The Law Offices of Richard C. McConathy offers comprehensive estate planning services in Texas. Our experienced estate planning attorneys will counsel you on the most effective and appropriate planning for your specific estate and family circumstances.

We use sophisticated planning techniques to preserve family wealth. We also have the experience and capacity to deal with all matters related to planning for high-net-worth clients. However, we also offer our services to those who do not require complex tax planning.

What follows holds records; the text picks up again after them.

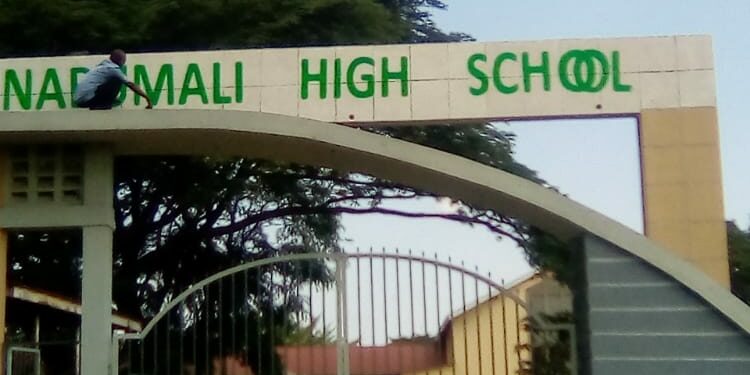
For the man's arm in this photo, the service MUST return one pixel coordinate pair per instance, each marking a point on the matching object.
(141, 93)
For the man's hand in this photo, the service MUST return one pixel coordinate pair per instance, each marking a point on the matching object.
(141, 93)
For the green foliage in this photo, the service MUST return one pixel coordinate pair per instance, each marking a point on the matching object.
(739, 261)
(64, 26)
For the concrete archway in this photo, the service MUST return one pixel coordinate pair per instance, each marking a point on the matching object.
(322, 144)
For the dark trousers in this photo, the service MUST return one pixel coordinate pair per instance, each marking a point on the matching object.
(105, 96)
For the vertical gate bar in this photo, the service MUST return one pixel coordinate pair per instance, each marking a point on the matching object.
(465, 319)
(451, 314)
(385, 302)
(479, 316)
(246, 318)
(130, 357)
(273, 323)
(182, 346)
(208, 337)
(220, 313)
(411, 309)
(359, 305)
(492, 323)
(195, 331)
(169, 352)
(233, 316)
(284, 312)
(259, 313)
(341, 306)
(360, 353)
(372, 308)
(372, 299)
(300, 305)
(142, 346)
(398, 306)
(518, 333)
(505, 337)
(437, 303)
(156, 347)
(411, 296)
(323, 316)
(424, 295)
(312, 319)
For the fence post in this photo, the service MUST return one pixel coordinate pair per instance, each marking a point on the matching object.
(341, 311)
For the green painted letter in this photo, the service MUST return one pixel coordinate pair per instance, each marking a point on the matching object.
(166, 75)
(616, 78)
(321, 78)
(23, 95)
(497, 75)
(193, 74)
(478, 74)
(369, 79)
(402, 75)
(51, 78)
(74, 73)
(218, 98)
(529, 69)
(337, 78)
(239, 84)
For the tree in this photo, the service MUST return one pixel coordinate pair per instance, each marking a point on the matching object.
(739, 261)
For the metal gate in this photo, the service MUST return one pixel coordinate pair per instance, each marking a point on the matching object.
(23, 361)
(344, 313)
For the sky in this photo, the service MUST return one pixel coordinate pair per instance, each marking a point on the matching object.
(592, 161)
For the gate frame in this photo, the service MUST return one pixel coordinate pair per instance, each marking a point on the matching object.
(340, 260)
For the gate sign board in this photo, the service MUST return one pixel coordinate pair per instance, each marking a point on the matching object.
(667, 83)
(399, 83)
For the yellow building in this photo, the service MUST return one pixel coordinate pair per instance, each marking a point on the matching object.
(494, 336)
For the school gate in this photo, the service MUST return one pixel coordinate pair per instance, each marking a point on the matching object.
(647, 305)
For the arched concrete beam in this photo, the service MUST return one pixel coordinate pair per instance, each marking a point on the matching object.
(235, 133)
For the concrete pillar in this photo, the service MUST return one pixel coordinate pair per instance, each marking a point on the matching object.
(96, 309)
(4, 176)
(682, 188)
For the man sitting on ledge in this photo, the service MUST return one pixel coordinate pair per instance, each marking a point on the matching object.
(101, 86)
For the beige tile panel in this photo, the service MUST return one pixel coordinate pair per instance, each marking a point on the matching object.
(705, 237)
(660, 128)
(280, 67)
(251, 96)
(700, 126)
(316, 108)
(394, 107)
(459, 53)
(423, 61)
(702, 164)
(431, 99)
(464, 105)
(274, 99)
(672, 234)
(659, 90)
(349, 108)
(666, 202)
(663, 165)
(697, 88)
(705, 202)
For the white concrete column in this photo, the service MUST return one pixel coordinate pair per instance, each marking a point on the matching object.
(96, 310)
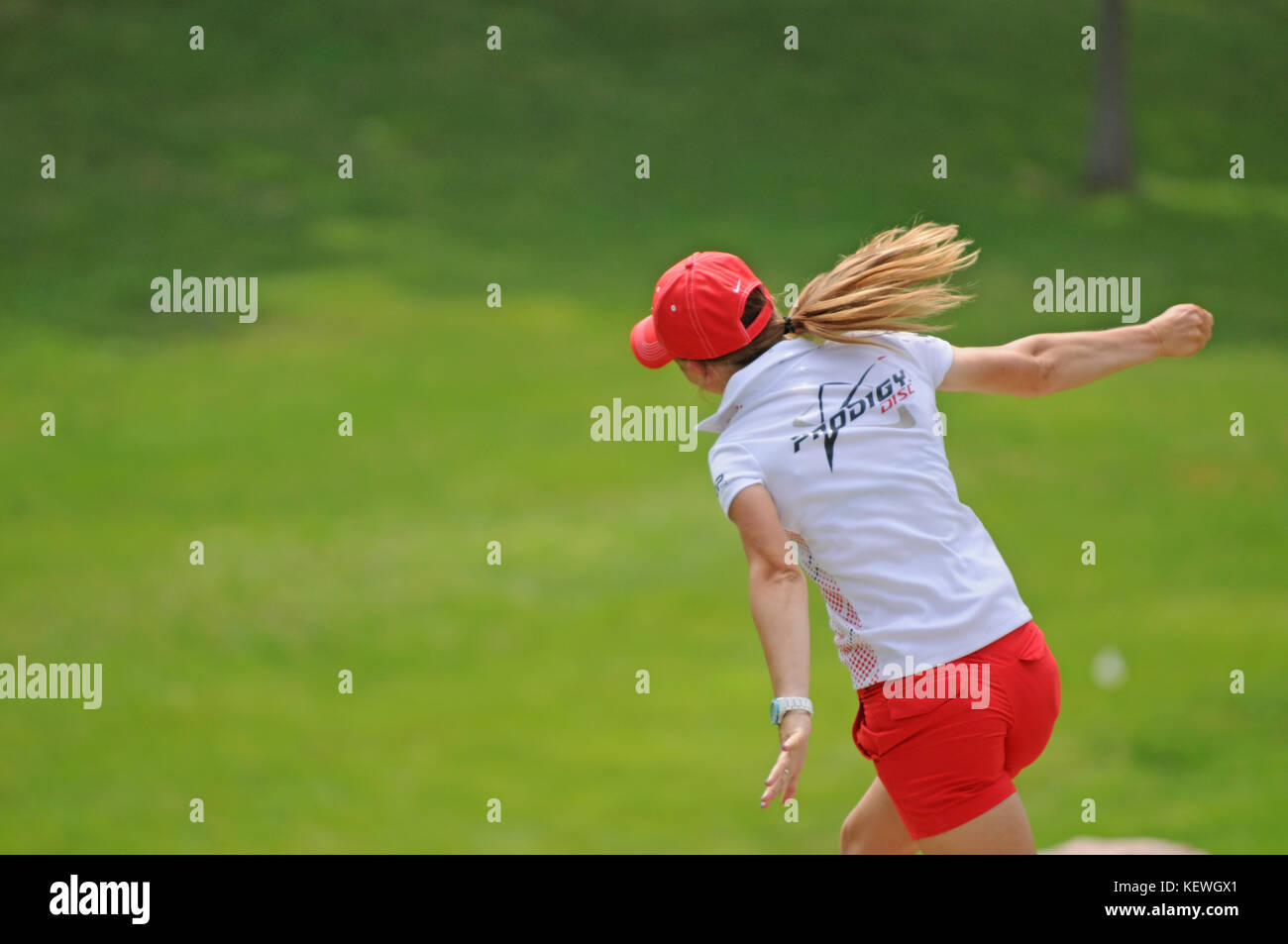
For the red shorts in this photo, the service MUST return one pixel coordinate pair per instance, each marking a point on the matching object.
(944, 762)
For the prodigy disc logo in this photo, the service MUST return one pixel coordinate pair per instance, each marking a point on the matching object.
(859, 400)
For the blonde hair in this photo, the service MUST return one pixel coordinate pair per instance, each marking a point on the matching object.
(894, 282)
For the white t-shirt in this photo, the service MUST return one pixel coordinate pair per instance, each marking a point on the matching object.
(844, 437)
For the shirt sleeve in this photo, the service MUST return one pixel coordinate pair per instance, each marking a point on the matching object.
(733, 468)
(934, 356)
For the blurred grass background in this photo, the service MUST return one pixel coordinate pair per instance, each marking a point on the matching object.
(472, 423)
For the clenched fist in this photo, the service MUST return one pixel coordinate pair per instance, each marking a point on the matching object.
(1181, 330)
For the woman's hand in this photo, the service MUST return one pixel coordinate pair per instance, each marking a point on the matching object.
(794, 737)
(1181, 330)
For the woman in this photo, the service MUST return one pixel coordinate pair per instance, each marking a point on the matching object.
(829, 459)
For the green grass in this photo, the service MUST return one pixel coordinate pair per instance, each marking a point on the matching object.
(472, 424)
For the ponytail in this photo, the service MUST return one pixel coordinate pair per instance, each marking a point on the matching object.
(896, 282)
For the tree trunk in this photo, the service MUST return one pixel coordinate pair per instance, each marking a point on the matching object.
(1109, 156)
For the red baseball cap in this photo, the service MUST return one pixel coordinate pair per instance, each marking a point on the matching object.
(697, 310)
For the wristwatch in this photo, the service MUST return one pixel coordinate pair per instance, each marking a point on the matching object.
(781, 706)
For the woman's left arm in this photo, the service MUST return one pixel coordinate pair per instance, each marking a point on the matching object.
(780, 607)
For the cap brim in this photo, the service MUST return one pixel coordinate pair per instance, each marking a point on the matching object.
(648, 349)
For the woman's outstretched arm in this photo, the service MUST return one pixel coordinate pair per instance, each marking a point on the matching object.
(780, 607)
(1047, 364)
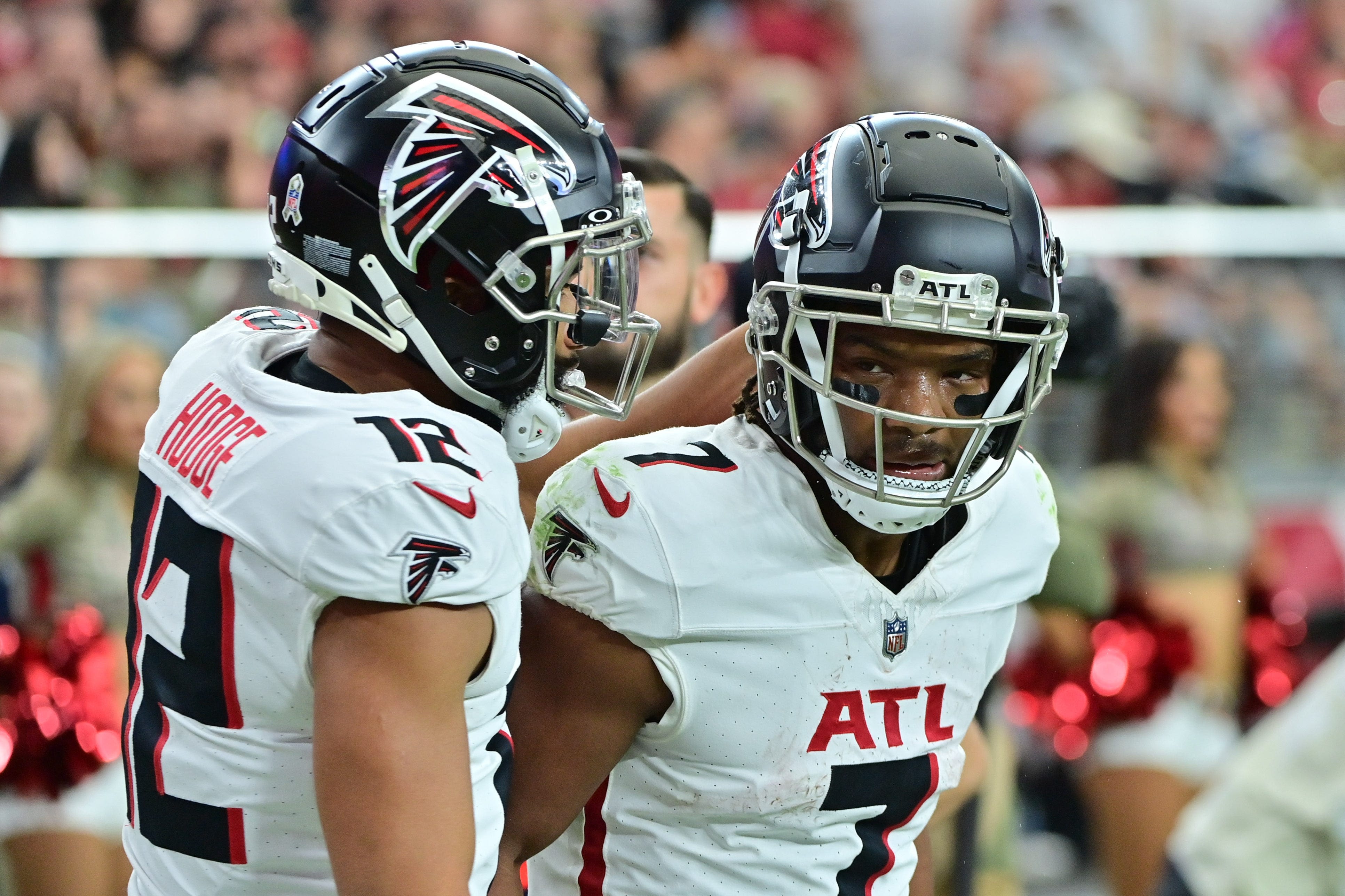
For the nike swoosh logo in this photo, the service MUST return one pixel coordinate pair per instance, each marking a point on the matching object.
(466, 508)
(614, 506)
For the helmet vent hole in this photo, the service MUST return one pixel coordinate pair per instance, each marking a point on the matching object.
(331, 96)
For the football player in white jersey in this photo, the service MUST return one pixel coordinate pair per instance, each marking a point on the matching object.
(329, 544)
(759, 645)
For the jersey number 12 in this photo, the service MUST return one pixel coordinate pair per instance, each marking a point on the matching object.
(181, 640)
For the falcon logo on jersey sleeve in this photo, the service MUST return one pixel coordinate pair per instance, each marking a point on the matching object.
(895, 635)
(460, 139)
(267, 318)
(565, 539)
(427, 560)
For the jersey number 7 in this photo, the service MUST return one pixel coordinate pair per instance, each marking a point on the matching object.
(182, 668)
(900, 787)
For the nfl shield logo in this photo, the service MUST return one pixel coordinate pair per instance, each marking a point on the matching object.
(894, 635)
(292, 195)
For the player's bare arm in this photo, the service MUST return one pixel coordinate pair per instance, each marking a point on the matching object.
(697, 393)
(581, 695)
(390, 762)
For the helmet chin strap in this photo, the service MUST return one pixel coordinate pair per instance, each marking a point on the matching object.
(812, 346)
(530, 427)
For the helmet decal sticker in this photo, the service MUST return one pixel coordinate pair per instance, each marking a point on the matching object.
(427, 559)
(460, 139)
(812, 174)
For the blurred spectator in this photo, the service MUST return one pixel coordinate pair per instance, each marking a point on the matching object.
(1273, 821)
(23, 427)
(1183, 536)
(72, 522)
(21, 296)
(680, 286)
(23, 411)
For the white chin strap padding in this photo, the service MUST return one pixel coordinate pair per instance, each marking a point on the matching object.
(532, 428)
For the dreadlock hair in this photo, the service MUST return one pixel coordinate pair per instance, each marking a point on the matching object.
(748, 406)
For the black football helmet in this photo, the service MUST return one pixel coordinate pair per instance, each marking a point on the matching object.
(458, 202)
(918, 223)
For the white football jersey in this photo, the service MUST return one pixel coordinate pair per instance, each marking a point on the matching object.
(817, 716)
(260, 502)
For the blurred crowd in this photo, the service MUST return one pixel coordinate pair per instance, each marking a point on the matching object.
(183, 103)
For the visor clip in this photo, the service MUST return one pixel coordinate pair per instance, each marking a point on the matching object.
(590, 327)
(518, 275)
(766, 322)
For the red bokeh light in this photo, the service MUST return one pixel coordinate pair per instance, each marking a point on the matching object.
(1110, 669)
(1274, 685)
(1021, 708)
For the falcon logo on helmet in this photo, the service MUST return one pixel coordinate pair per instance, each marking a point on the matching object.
(807, 185)
(427, 560)
(460, 139)
(565, 539)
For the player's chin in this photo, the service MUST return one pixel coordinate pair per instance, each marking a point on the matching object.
(918, 470)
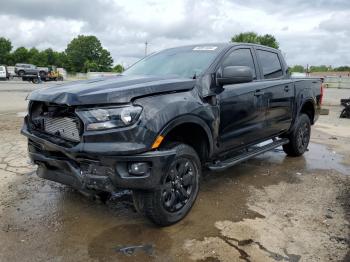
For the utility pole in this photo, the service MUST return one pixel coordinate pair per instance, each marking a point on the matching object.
(146, 44)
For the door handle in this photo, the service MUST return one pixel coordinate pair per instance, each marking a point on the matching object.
(258, 93)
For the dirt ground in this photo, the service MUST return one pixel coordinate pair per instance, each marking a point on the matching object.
(271, 208)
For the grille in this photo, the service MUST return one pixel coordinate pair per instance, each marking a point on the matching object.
(64, 127)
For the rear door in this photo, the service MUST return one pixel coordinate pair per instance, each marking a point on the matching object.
(242, 113)
(278, 92)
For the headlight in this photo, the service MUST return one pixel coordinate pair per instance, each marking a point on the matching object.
(105, 118)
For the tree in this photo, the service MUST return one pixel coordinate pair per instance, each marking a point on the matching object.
(252, 37)
(342, 68)
(5, 49)
(118, 68)
(85, 53)
(297, 69)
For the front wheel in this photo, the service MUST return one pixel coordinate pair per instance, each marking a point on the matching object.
(178, 191)
(300, 137)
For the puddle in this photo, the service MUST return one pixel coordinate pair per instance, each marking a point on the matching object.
(86, 230)
(318, 157)
(131, 242)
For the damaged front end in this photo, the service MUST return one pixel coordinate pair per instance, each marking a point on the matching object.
(90, 160)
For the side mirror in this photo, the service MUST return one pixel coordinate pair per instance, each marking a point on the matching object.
(235, 74)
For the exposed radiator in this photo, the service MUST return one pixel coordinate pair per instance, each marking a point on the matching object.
(64, 127)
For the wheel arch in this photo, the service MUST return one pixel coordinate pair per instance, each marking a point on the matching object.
(198, 127)
(308, 108)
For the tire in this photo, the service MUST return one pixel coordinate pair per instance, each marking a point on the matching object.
(300, 137)
(42, 74)
(178, 191)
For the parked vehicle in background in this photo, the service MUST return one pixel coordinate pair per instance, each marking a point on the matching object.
(155, 127)
(4, 75)
(29, 69)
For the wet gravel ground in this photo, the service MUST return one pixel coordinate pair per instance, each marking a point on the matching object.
(271, 208)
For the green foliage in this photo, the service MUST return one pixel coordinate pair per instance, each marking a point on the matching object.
(320, 68)
(5, 49)
(297, 69)
(118, 68)
(252, 37)
(342, 68)
(85, 53)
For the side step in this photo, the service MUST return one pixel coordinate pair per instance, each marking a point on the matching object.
(222, 165)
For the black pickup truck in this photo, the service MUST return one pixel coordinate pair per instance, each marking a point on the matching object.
(154, 128)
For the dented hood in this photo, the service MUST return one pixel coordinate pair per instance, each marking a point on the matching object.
(119, 89)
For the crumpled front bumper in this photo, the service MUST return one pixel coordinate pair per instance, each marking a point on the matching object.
(95, 170)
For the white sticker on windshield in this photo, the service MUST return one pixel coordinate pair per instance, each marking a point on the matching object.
(205, 48)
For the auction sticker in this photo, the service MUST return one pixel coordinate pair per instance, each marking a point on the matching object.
(205, 48)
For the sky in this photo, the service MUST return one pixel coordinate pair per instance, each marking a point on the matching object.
(310, 32)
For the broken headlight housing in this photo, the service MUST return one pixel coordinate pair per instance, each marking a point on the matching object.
(111, 117)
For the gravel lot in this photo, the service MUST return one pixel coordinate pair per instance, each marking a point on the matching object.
(271, 208)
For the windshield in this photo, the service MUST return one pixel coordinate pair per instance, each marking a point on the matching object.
(187, 62)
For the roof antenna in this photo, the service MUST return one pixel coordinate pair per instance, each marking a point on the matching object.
(146, 44)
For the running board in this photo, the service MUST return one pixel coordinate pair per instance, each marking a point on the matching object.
(222, 165)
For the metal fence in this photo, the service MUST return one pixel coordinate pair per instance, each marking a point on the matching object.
(337, 82)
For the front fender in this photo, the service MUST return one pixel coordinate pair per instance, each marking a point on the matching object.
(162, 113)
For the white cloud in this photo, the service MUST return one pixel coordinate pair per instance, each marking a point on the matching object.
(309, 32)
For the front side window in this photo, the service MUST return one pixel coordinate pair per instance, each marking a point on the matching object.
(271, 65)
(240, 57)
(181, 62)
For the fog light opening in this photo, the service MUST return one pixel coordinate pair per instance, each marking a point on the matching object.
(139, 169)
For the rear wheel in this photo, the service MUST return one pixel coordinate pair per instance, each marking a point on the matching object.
(300, 137)
(178, 191)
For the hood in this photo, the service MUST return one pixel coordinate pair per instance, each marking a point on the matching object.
(118, 89)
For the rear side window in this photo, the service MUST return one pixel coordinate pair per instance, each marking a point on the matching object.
(271, 65)
(240, 57)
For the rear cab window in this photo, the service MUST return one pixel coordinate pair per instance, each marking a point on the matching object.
(240, 57)
(270, 64)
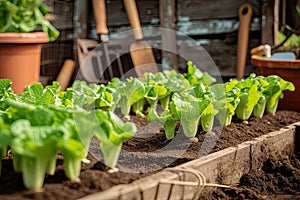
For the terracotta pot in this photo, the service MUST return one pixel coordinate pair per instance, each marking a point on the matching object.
(288, 70)
(20, 55)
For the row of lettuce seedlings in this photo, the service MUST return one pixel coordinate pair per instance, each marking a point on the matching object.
(42, 121)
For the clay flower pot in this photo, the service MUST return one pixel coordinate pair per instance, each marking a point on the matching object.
(20, 55)
(289, 70)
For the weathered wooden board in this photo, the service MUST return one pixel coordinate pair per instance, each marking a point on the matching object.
(199, 10)
(116, 15)
(222, 167)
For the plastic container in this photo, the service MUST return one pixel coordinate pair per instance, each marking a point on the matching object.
(20, 56)
(289, 70)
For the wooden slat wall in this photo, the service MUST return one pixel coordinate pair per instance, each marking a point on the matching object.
(217, 9)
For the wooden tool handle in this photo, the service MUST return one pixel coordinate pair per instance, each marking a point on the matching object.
(65, 74)
(100, 17)
(258, 50)
(245, 14)
(133, 17)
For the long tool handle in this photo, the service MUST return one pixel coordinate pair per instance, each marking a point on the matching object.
(245, 14)
(100, 17)
(65, 74)
(134, 20)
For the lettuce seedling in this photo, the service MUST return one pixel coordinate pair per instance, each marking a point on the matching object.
(189, 110)
(208, 94)
(259, 108)
(5, 137)
(167, 119)
(133, 92)
(249, 97)
(112, 131)
(227, 109)
(34, 147)
(5, 92)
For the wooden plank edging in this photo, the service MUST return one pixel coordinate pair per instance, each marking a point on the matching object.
(222, 167)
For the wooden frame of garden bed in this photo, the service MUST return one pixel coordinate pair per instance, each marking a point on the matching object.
(223, 167)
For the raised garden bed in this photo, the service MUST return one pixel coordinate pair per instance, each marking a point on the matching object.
(143, 157)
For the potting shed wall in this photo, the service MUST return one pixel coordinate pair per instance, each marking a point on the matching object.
(213, 24)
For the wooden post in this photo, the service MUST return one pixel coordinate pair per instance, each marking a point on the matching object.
(167, 13)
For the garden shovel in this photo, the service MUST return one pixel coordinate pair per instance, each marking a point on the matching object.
(141, 52)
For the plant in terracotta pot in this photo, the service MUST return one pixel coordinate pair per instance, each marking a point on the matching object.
(23, 30)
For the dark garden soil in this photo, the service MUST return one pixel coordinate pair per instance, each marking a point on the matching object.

Whether your estate requires state-of-the-art planning techniques or more routine planning documents, we will help you understand the planning options that are appropriate for your goals, family situation, and assets.

We recognize that developing plans for the appropriate and responsible transfer of wealth and dealing with unique family issues requires a high level of attention and sensitivity to the goals and desires of each client. We do not use a “cookie-cutter” approach to planning. Instead, we work to understand each client’s specific situation and intentions. We strive to make the planning experience one in which our clients know that all options have been considered and the final results will accurately reflect their wishes.

We believe that our relationships with our estate planning clients are based on trust, and we work diligently to earn the trust of each of our clients.

What is Involved in Estate Planning

Estate planning in Texas involves developing a plan to distribute your property and assets to your heirs after your death. One of the most important factors that your Texas estate planning attorney will consider when developing your plan is how state and federal tax laws can affect your estate and potential tax consequences. An estate plan should also include instructions in case you become incapacitated and unable to manage your own affairs.

Here are some things to consider when preparing your estate plan:

  • Who will be your beneficiaries?
  • Who will be your healthcare proxy?
  • How will you care for and maintain your minor, disabled, or special needs children?
  • How can you avoid probate and guardianship issues?
  • How can you minimize tax consequences?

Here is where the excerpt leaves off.